Transforming weights array to numpy array for easier mathematics in making it an actual weight array (sum = 1)

In [16]:
weights = np.array(weights)

weights = weights/weights.sum()

### Making result dataframe ###

correct form from copying the test_results df and then zeroying the Survived column

In [17]:
result = test_result.copy()

result.Survived=0

calculating the survived column for result array, then rounding to integer

followed by comparison to the correct results (abs used to make all differences positive 1 for summation purposes)

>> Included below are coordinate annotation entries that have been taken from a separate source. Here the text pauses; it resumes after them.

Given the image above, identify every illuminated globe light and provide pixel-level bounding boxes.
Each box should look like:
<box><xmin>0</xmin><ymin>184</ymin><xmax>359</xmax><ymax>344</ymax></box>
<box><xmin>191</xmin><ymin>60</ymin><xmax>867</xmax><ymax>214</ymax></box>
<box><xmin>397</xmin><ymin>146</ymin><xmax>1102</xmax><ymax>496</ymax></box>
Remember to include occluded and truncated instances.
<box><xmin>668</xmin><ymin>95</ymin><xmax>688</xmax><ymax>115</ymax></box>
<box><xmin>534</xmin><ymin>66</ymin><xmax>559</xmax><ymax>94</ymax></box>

score = percentage of correct predictions

In [18]:
for i in range(splits):
    result.Survived+=forest[i].predict(test_data)*weights[i]

In [19]:
result=result.round().astype(np.int64)

In [20]:
score=1-sum(abs(result.Survived-test_result.Survived))/len(result.Survived)
print(score)

0.7653631284916201


For comparison scores of each individual tree

In [21]:
for i in range(splits):
    print(forest[i].score(test_data,test_result))

0.7094972067039106
0.7374301675977654
0.7486033519553073
0.7653631284916201
0.7653631284916201


For comparison score for single tree using full data.

In [22]:
tree_classifier=tree.DecisionTreeClassifier(criterion='entropy',min_samples_leaf=0.01)
tree_classifier.fit(train_data,train_result)

DecisionTreeClassifier(criterion='entropy', min_samples_leaf=0.01)

In [23]:
tree_classifier.score(test_data,test_result)

0.7932960893854749

# RESULTS #

All scores between close to 0.8, not good enough for use in real data.

## suggestions ##

Minor improvements could be gained from parameters, but nothing in scale to raise score to level of 0.9

Inclusion of further data from analysis of name and more rigorous analysis of family data (trying to identify family units from names and other relationship data). Also nationality from name might provide some improvement.

If other techniques do not provide better results then further analysis on the Name data is warranted.